CLARKSBURG -- Many times in municipal government, making a decision is based solely on getting the best deal. Sometimes, deciding what is the best deal can be complex.
A good example of that is the financing for the Clarksburg Fire Department's new aerial ladder truck, which is causing a bit of a stir among council members.
Two options for purchasing the truck were presented to council -- one option would cost less for the next four years, while the other would cost less overall.
At a Dec. 14 meeting, council voted 5-2 to accept the offer from Comvest Ltd. Inc.
That deal will cost the city nearly $82,000 less over the next four years, but will end up being more than $83,000 more expensive over the life of the loan (see adjacent box).
While Finance Director Frank Ferrari said that the Bank One deal was the best overall, he qualified that by saying that sometimes a municipality has to bite the bullet in order to balance the budget.
That reasoning does not sit well with at least one council member.
"We can't go $80,000 more on anything when we're telling supervisors, 'you can't do something because we don't have the money'," said Councilwoman Margaret Bailey, who voted for the Bank One plan.
City Manager Tom Vidovich said city officials can't make major decisions based on a single narrow issue. Several factors must be taken into account, including a balanced budget, generated revenues and ever-increasing expenditures.

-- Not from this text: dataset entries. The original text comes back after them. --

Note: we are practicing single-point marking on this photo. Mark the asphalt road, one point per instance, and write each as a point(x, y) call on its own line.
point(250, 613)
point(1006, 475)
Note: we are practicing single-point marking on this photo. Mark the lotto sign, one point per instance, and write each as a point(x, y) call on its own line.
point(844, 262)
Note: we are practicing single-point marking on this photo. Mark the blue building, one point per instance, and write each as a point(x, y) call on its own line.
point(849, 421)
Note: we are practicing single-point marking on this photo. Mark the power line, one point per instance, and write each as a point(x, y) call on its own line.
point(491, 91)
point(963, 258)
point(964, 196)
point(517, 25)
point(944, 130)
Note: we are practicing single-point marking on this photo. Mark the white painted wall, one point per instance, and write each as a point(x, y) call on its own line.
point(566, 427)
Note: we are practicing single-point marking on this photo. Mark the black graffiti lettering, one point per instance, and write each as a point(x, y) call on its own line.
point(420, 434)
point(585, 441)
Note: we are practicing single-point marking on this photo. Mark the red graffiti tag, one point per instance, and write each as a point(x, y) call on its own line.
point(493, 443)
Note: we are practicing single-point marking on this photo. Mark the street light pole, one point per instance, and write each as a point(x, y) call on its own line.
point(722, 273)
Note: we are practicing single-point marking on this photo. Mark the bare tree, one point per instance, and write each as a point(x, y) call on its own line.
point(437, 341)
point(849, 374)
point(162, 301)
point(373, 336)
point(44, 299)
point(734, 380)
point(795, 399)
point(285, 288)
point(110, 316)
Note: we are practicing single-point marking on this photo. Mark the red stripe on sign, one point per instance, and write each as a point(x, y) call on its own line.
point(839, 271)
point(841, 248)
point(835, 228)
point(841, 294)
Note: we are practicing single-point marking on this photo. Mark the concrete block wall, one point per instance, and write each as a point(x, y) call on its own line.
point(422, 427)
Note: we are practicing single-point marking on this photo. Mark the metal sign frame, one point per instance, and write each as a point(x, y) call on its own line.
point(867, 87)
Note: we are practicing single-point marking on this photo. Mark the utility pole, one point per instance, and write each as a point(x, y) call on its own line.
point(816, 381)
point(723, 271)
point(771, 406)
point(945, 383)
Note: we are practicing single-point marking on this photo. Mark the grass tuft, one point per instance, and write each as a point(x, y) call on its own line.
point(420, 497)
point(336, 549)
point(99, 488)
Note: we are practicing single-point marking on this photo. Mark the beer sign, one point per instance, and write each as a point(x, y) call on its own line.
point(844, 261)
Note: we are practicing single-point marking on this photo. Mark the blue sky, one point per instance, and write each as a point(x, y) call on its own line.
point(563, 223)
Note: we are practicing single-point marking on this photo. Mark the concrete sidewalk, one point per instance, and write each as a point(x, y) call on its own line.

Bailey likened the decision to use Comvest to purchasing a home and choosing financing that costs more in the end. Using the same analogy, Vidovich said city officials have to get as good of a deal as possible, while still ensuring that they get what they pay for.
"If you had to have that five bedroom house and had no choice because of a fixed income and fixed circumstances, you'd do what you could to get the payments down," he said. "Basically, the family -- the city -- has to live within their means, and sometimes that means putting things to the future."
Councilman Terry Greaver agreed that paying less over the next several years is in the best interest of the city budget.
"Also, maybe the rates will come down in the future and we can refinance the loan," he said.
In fact, Ferrari already has begun looking into the possibility of refinancing the loan. Last week, Ferrari met with officials from the U.S. Department of Agriculture, Rural Development's Community Facilities Loan Program. He said they seemed receptive to the city's position and even though they usually don't refinance existing loans, it remained a possibility.
An additional option that council could have explored was going with the Bank One plan and then raising some fee or tax to make up the extra money needed. However, Vidovich said that raising taxes or fees -- never a popular decision with city residents -- wasn't a viable option in this day and age of a questionable economy.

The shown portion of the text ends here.